30分で60個完売のシフォンケーキ 妻と義母の支えでうまれた
しっとりもちもちの口当たりに、優しい甘さ。通販やリヤカーでの行商でシフォンケーキを販売する「ちゃんちき堂」の主人、久保田哲さん(49)の作る味は、多くの人の心を癒し、笑顔にしてきた。
哲さんもまた、癒され、救われたうちの一人だ。うつになり会社を辞めたつらい日々を支えてくれたのは、妻のかおりさん(45)と、義母が焼いてくれたこのケーキ。食べた瞬間、これを売って生きようと決めた――。
哲さんはIT企業に入社。社内コンサルが主な業務となった。
会社の“世界中の人を幸せにする”という企業理念に賛同し、企画室で新規事業を立ち上げ、赤字部門を黒字化。
管理職として能力を発揮し、昇進を重ねた。
同じ会社に勤めていたかおりさんとの距離も縮まり、2人は04年に結婚。会社ではナンバーツーにまで出世したが、経営のやり方に強い違和感を持つようになっていった。
「世界を幸せにするという会社の理念を実現するには、まずは社員がしっかり稼いで、幸せにならないといけない。でも、ボクから見るとそうではないことに経営資源が割かれているように思えました」
知らないうちにストレスをためこみ、哲さんはうつ病に襲われ始めていた。いよいよおかしいと感じたのは、経営会議に出た直後、一つも内容を覚えていないことだ。
「いつもはメモがなくても、議事録を書けるほどなのに。それで通勤途中にあるメンタルクリニックへ行くと、自律神経失調症だと。
『つまり、うつ病ですね』と聞き返すと、『そうです』と言われ、休職したんです。わけもなく悲しくなって、気力が湧かない。ちょっとした刺激があると、パニックを起こすんです。空気を吸っても吸っても苦しくて、過呼吸になる。人と会ったり、電車に乗るのが怖くてできませんでした」
かおりさんにとっても、大きな試練だったと振り返る。
「病気のせいで、今までできたことができないので、悲観的になります。一般的には“落ち込む”から慰めるという流れになると思うのですが、哲さんは病気に対し“怒る”ので、それに対応する方法がわからなかったです。私自身は、哲さんが○○に行きたい、〇〇が欲しいと言ったときにすぐに対応できるよう、自分の心身を健康な状態に維持するように心がけていました」
そして、かおりさんは状況を前向きに捉えるように心がけた。
どんと構えるかおりさんの存在があったから、哲さんはその後の人生を、ゆっくり考えることができたという。

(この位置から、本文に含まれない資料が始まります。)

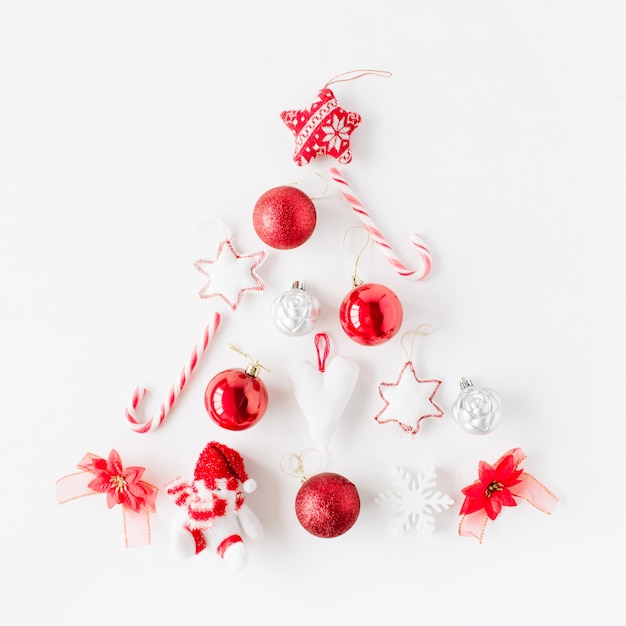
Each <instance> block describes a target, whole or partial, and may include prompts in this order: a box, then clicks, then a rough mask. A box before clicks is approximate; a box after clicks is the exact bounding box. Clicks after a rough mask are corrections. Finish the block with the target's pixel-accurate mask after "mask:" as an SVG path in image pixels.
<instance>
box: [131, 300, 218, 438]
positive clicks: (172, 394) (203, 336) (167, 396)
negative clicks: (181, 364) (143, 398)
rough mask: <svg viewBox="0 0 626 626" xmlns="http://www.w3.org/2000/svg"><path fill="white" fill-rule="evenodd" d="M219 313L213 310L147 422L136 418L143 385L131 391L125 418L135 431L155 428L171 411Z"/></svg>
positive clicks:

うつ病のために人と会うことができない。モノを売るには、通販しか選択肢はなかった。そこで、かおりさんの母が作ってくれたシフォンケーキのおいしさに感銘を受けたのだ。
もちろん、順調に物事が進んだわけではない。楽しいこともストレスになりかねない病気のため、かおりさんからは「考えすぎはダメよ」とくぎをさされていたと、哲さんは言う。
「1日30分考えると疲れてしまい、2~3日、布団から出られない日もありました。10年に『ちゃんちき堂』を立ち上げましたが、通販を始めて1年は、体調面で注文が受けられない日があったし、お義母さんが作れない日もあるから、(立ち上げた)ブログには『(シフォンケーキは)いつ届くかわかりません』と注意書きをしていました」
少しずつ社会に復帰していくと、うつ病もだいぶ改善していった。
「通販だけをやっていくことに飽きたというか、人に会いたいと思うようになって。有酸素運動で体のリハビリをしたかったし、通販以外の販売チャンネルを持ちたくて、リヤカーでの行商を始めたんです。でも、最初の1~2カ月は一人では怖くて、かおりさんについてきてもらっていましたが(笑)」
神出鬼没で、次に出会えるのがいつになるかわからない希少性から、60個のシフォンケーキは、30分ほどで完売してしまう。10年以上、地元・青梅で愛され続けているのだ。
「行商に出ると、日々お店が閉まっていく。人ともすれ違わなくなるんです。地元の商店街が衰退すると行商にも影響が出るので、地域で根づいて店を始めたい人を応援したい」(哲さん)
「これ以上忙しくなったり、稼ぐモードに入らない─。粛々とブレずに10年続けてこられたからこそ、街の方々によくしてもらったり、新しい発見や出会い、やりたいことが見つかったりしているんだと思います」(かおりさん)
行商中、リヤカーを見かけて駆けつけたお客とにこやかにやり取りをしていた哲さん。
お釣りを工房に忘れて、1万円札しかないお客とともにカフェに引き返したり、お金だけ受け取ってシフォンケーキを渡すのを忘れてうっかり立ち去ろうとしたりするユルさもご愛嬌。それが「ちゃんちき堂」のシフォンケーキの“隠し味”なのだから。